Erst gestern zog CSU-Chef Erwin Huber seinen Hut. Heute folgt ihm der bayerische Ministerpräsident Günther Beckstein nach.
“Nach dem Wahlfiasko der Partei erklärte der erst seit knapp einem Jahr amtierende Beckstein, er werde nicht wieder als Regierungschef antreten”, meldet unter anderem die Süddeutsche Zeitung. Nach einer Fraktionssitzung am Mittag hatte er angekündigt, sich im neu gewählten Landtag nicht mehr zur Verfügung zu stellen. “Ich bin in den vergangenen Monaten oft gefragt worden: wie lange wollen Sie im Amt bleiben?”, läutet ein sichtlich niedergeschlagener Beckstein ein. “Ich habe immer, neben den gesundheitlichen Voraussetzungen, geantwortet: Das hängt vom Vertrauen der Wähler und vom Vertrauen meiner Partei ab.

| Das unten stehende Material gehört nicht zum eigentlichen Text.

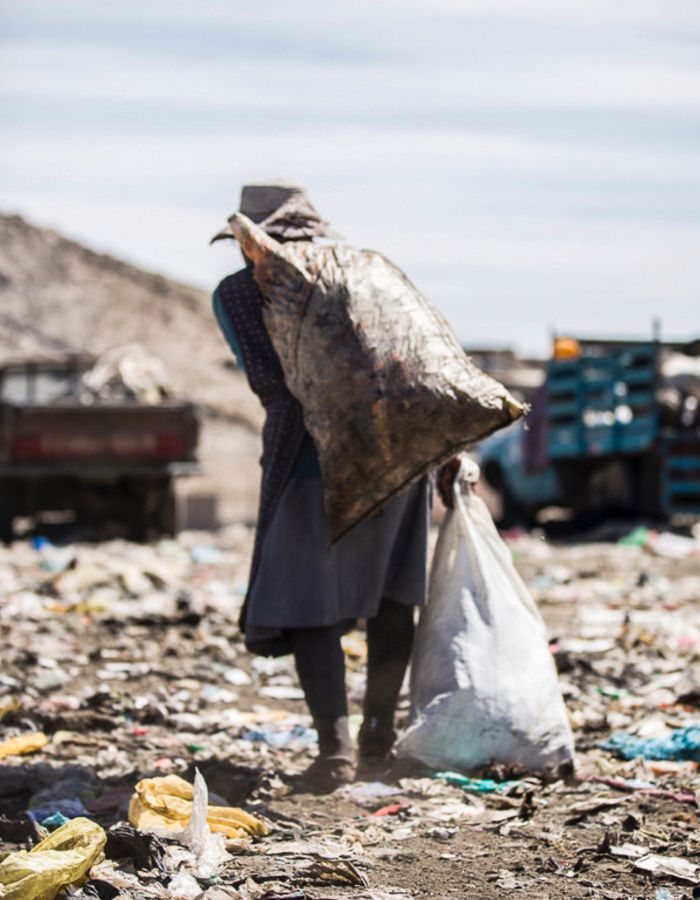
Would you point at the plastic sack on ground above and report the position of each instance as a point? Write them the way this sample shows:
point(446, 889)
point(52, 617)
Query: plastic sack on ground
point(164, 807)
point(63, 858)
point(483, 683)
point(387, 391)
point(24, 743)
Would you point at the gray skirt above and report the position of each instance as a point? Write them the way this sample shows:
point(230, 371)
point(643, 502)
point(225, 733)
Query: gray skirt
point(304, 582)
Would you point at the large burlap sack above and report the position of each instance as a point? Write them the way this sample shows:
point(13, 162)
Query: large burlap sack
point(484, 687)
point(386, 389)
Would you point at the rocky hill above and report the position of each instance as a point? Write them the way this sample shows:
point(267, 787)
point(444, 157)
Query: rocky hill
point(56, 296)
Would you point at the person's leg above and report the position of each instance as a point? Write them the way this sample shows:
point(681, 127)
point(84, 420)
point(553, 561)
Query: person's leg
point(389, 644)
point(320, 664)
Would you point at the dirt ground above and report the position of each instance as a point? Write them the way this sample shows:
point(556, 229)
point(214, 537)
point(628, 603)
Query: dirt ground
point(129, 659)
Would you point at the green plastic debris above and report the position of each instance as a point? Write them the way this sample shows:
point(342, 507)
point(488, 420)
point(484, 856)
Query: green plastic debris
point(476, 785)
point(638, 537)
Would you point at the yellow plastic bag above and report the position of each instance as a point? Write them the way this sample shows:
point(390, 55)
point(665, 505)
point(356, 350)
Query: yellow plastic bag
point(164, 805)
point(63, 858)
point(25, 743)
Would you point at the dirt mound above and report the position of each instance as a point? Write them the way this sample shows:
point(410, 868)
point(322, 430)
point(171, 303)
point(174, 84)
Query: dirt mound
point(57, 296)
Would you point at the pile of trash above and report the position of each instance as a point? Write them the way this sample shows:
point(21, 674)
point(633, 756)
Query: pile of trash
point(143, 753)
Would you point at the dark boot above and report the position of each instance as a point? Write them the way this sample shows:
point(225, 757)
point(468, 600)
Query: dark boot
point(320, 665)
point(389, 644)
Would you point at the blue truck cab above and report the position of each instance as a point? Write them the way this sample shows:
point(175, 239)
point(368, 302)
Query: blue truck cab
point(597, 438)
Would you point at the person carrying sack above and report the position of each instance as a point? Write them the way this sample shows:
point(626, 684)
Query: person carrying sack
point(303, 593)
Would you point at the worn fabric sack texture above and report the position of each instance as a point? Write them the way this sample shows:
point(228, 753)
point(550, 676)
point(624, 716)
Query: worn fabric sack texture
point(386, 389)
point(484, 686)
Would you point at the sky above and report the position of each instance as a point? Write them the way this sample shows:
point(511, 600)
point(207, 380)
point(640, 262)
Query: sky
point(532, 165)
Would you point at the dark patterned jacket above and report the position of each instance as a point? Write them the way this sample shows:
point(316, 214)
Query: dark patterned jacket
point(284, 431)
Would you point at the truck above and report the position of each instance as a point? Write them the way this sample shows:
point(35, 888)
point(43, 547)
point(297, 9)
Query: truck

Das Vertrauen der Wähler war leider deutlich niedriger als ich das erwartet hatte (…).”
Es gilt, die richtigen Weichen zu stellen
Nach der schmerzlichen Wahlniederlage vom Sonntag spüre er, dass der Rückhalt in der Partei insgesamt nicht groß genug sei, um als Ministerpräsident die schwierigen Aufgaben erfolgreich bestehen zu können. Deshalb werde er in der kommenden Legislaturperiode nicht mehr als Ministerpräsident antreten. “Für meine Partei kommt es jetzt entscheidend darauf an die richtigen inhaltlichen und weiteren personellen Weichenstellungen zu treffen, damit die CSU weiter erfolgreich Politik für die Menschen in Bayern gestalten kann”, betont der Scheidende.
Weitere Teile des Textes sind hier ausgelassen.